Financial reform legislation may cost the thrift charter one of its most appealing features, but fans say it's too soon to write the industry's obituary.
Congress is on the verge of passing legislation that would bar commercial companies from owning a single thrift, closing the so-called unitary thrift loophole. It would also repeal the law prohibiting securities and insurance firms from offering depository services.
"They don't have to take the end run through thrifts" to get into banking, said Lawrence J. White, a former thrift regulator who is now a finance professor at the Stern School of Business at New York University. "There's not much in it any more," he said of the thrift charter.
But others insist the charter retains key advantages.
"Our expectation is that a number of companies will continue to retain thrift holding companies or in the future choose to form them," said Robert Davis, director of government relations at America's Community Bankers, a thrift trade association in Washington.
For one thing, Mr. Davis said, federally chartered thrifts enjoy "preemptive" rights -- they can engage in activities that state regulators would not permit. For example, federal savings associations can open branches anywhere in the country, regardless of state law, though national banks still face restrictions in some states.
Federally chartered thrifts enjoy "one set of uniform federal guidelines for consumer protection across the board," Mr. Davis said, making operations less expensive and more efficient for thrifts than for multistate banking companies, which must deal with many regulatory regimes.

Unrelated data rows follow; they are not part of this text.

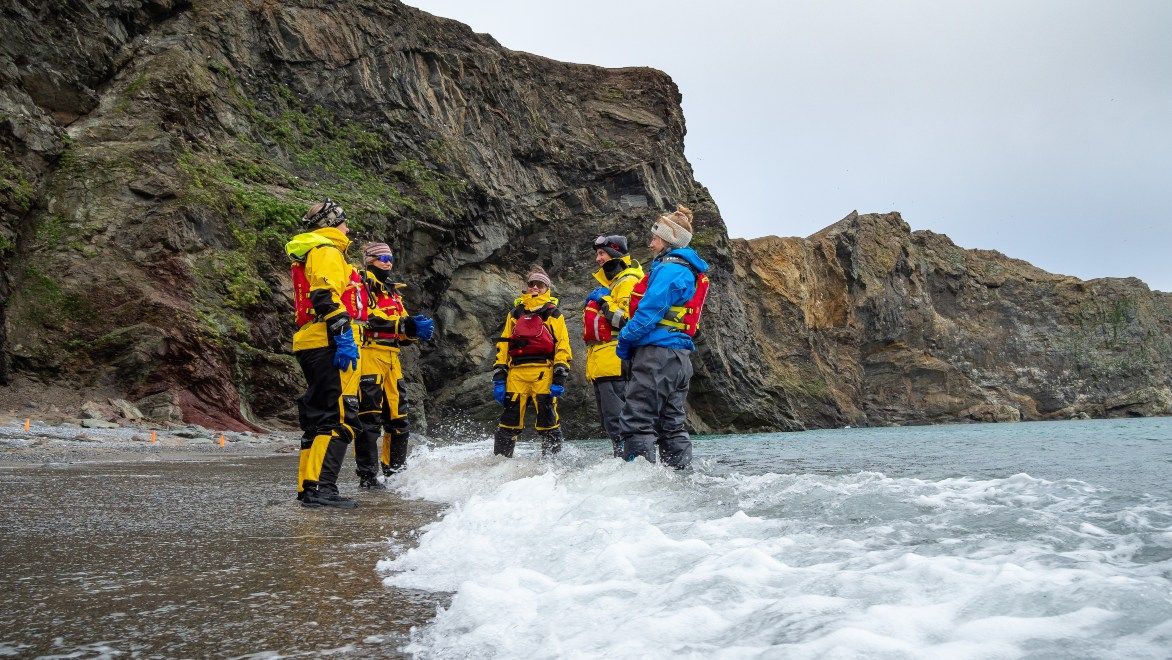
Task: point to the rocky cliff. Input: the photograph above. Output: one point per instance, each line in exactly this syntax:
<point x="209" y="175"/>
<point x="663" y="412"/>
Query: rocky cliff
<point x="892" y="326"/>
<point x="156" y="156"/>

For this reason, he noted, Citigroup Inc., the financial services giant, does all its banking activities that are outside New York through a federally chartered thrift, Citibank FSB.
Another difference is that thrifts' operating subsidiaries may develop real estate but subsidiaries of national banks would not be allowed to under the proposed law. About 160 of the 1,115 federally chartered thrifts have subsidiaries, known as service corporations, that own or develop real estate of some kind, according to the Office of Thrift Supervision.
At the holding company level, Mr. Davis said, many institutions may prefer to be regulated by the Office of Thrift Supervision than by commercial bank regulators -- particularly those affiliated with businesses other than banking. Some companies, he said, fear the Federal Reserve would try to regulate their nondepository activities.
"Right or wrong, some people feel the Fed is more likely to be the greater interventionist, trying to regulate activities outside their functional jurisdiction," Mr. Davis said. "Whether well-founded or not, it's certainly a factor that has led some to prefer the holding company option."
But one executive who switched from a thrift to a bank charter said many will do the same, especially once the new law takes effect.
"When we flipped the charter, nothing happened," said William Cooper, chief executive officer of TCF Financial of Minneapolis. "We have a different regulator, we mail our reports to different people, but those are the only changes from a management perspective."
More important, he said, is that thrift stocks trade at a discount to bank stocks because investors view thrifts as more vulnerable to interest rates. Shares of TCF, which converted from a thrift holding company to a bank holding company two years ago, trade at about 14.8 times projected earnings, which compares with about 14.9 for the median large bank and 12.6 for thrifts, according to First Albany Corp.
Ellen Seidman, director of the Office of Thrift Supervision, said the thrift charter "remains attractive for anybody who wants to do consumer business, especially if that business is focused on mortgages."
She said that many institutions would prefer to be regulated by her agency because it is focused on housing finance and understands interest rate risk, the chief danger faced by mortgage portfolio lenders. "In contrast to bank regulators, the folks who want to do mortgage business feel we understand their business," she said.
The OTS is a relatively small organization, she added, with only 1,300 employees, compared with 7,200 at the Federal Deposit Insurance Corp. and 2,900 at the Office of the Comptroller of the Currency. As a result, she said, "we are accessible."
Ms. Seidman argued that having a separate charter and regulator for institutions focused on mortgages is important for the public good "because there's a voice and probably a louder one than there would be otherwise" for housing finance.